Jedną z form oddziaływań terapeutycznych w depresji jest terapia grupowa. Jest to zarówno alternatywa dla terapii indywidualnej, jak i skuteczna jej kontynuacja lub uzupełnienie. To szczególny rodzaj doświadczenia, w którym mamy możliwość obserwacji siebie na tle innych, ale w warunkach bezpiecznych. Co ważne, szczególnie dla dzieci i nastolatków, mamy też okazję zrozumieć swoje uczucia i stany, nie tylko poprzez własne skojarzenia oraz interwencję psychoterapeuty, ale również korzystając z doświadczeń innych członków grupy, a tym samym przekonać się, że nie jesteśmy inni, dziwni. Niezwykłym walorem tej formy pracy nad chorobą jest też dynamika, różna dla każdej grupy, powstająca w odpowiedzi na zachowania oraz wzajemne relacje.
Wielu pacjentów obawia się terapii grupowej, przeżywając ją jako gorszą od indywidualnej. Jest to jednak jedynie błąd wynikający z niezrozumienia.
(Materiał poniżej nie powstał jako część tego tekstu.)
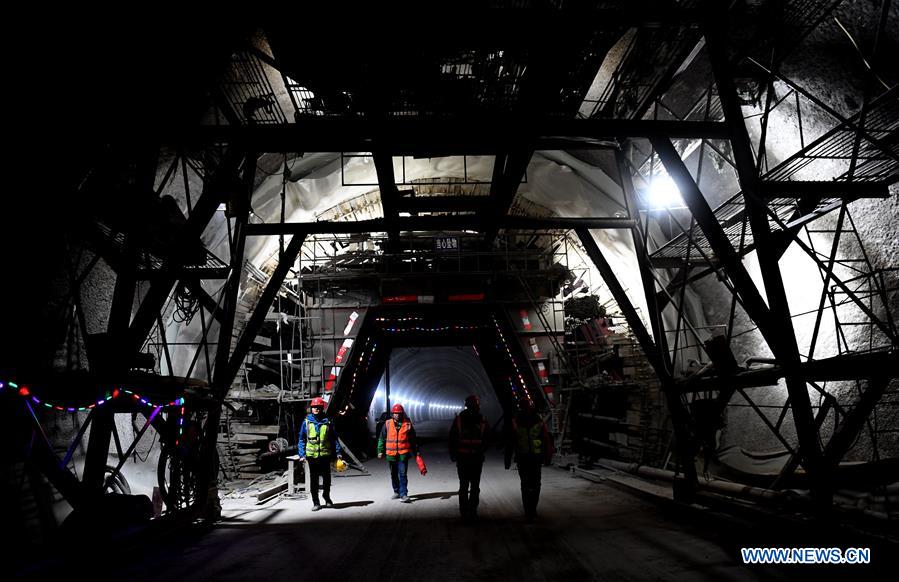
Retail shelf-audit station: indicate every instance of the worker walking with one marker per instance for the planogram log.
(468, 441)
(318, 446)
(398, 442)
(531, 443)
W terapii tej odbywa się bowiem równolegle praca indywidualna na tle grupy- jest tu czas na wypowiedzi własne, autorefleksje, porównania, odkrywanie znaczeń.
Dla cierpiących na depresję dzieci i nastolatków chorujących rodziców, może to być również miejsce, w którym podzielą się swoimi obawami i lękami, a co najważniejsze poznają mechanizmy schorzenia, umożliwiające im zrzucenie z siebie poczucia winy za chorobę rodzica. W tym okresie również grupa staje się drugą rodziną, która pomaga przetrwać trudny okres, ale też, jak dojrzały rodzic, wypuścić samodzielne dziecko, kiedy będzie na to gotowe.